As a last resort you might try recovering any deleted temporary files created for this document. As soon as possible do the following:
Download Recuva (Windows only) or PhotoRec for Win, MacOS, Linux and other OSes (only one needed) and let it do an in-depth recovery of deleted files on your computer. You may get a file containing some or all of your data (or not). Do this as a first priority; other use of the computer may overwrite any existing but deleted files and prevent their recovery. There is no guarantee that you will recover anything useful.

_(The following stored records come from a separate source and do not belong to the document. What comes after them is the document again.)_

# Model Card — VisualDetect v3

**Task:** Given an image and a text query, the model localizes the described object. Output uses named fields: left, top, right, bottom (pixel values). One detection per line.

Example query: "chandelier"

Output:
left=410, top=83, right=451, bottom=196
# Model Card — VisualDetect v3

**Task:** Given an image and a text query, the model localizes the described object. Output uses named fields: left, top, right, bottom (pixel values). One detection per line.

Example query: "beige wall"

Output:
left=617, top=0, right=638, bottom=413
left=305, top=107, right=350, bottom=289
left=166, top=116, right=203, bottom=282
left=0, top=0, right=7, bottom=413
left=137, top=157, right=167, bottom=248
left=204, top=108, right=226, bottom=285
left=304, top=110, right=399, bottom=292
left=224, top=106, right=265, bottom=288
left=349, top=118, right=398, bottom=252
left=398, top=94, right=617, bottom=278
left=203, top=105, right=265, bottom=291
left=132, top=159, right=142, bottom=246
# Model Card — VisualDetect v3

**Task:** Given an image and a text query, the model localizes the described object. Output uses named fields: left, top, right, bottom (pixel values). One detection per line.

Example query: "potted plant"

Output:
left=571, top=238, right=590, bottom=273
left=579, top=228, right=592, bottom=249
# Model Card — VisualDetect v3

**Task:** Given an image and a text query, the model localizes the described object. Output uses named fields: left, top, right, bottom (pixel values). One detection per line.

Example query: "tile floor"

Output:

Re: LibreOffice File format error found at SAXParse
Posted: Fri Jun 16, 2017 6:43 am
by RoryOF
I'm not online to do any editing yet, but I remark that the above quote is at a location 3.4 Mbytes into the file, whereas the cut-off point is at 1.8 mbytes, so the content is present. The trick will be to extract it. Of interest is why the code is cutting at 1.8 mbytes.
Re: LibreOffice File format error found at SAXParse
Posted: Fri Jun 16, 2017 9:32 am
by RoryOF
I've had another look at this: I'm getting nowhere with the tools at my disposal.
For others who may wish to try, the error shows up at "uomo di casa" (no quotes). OpenOffice finishes displaying just there, about halfway through the file, although there is as much content again not displayed. XML Copy Editor declares the file to be well formed and Firefox shows the entire XML properly formatted as XML.
Re: LibreOffice File format error found at SAXParse
Posted: Fri Jun 16, 2017 9:48 am
by RoryOF
I have managed to extract the entire text (please check) as plain text, which I have emailed to the OP.
Edit: In answer to an offlist question: using Calibre's Convert books mechanism.
Also, if you reformat the text file - a relatively trivial task (20 minutes?), do please work and Save in .odt format. Save As .docx _only_ when finished. |
Re: LibreOffice File format error found at SAXParse
Posted: Fri Jun 16, 2017 2:16 pm
by FJCC
I recovered the entire text with correct formatting by opening the file in Wordpad. Word 2016 wouldn't open it at all and OpenOffice, as Rory found, brought in about half of the text. Wordpad opened it without any problem. I emailed that text to the OP.
Re: LibreOffice File format error found at SAXParse
Posted: Fri Jun 16, 2017 2:19 pm
by RoryOF
I am puzzled (but not going to loose sleep) over what was wrong internally in the .xml file.
Re: LibreOffice File format error found at SAXParse
Posted: Fri Jun 16, 2017 3:02 pm
by okuribidreams
You guys are truly my heroes. Thank you so much for your help.
It's a good thing WordPad seemed to open it without issues! I feel bad about not trying it first, but I sadly never rely on it. I will from now on.
Thanks again so much for your help, all of you.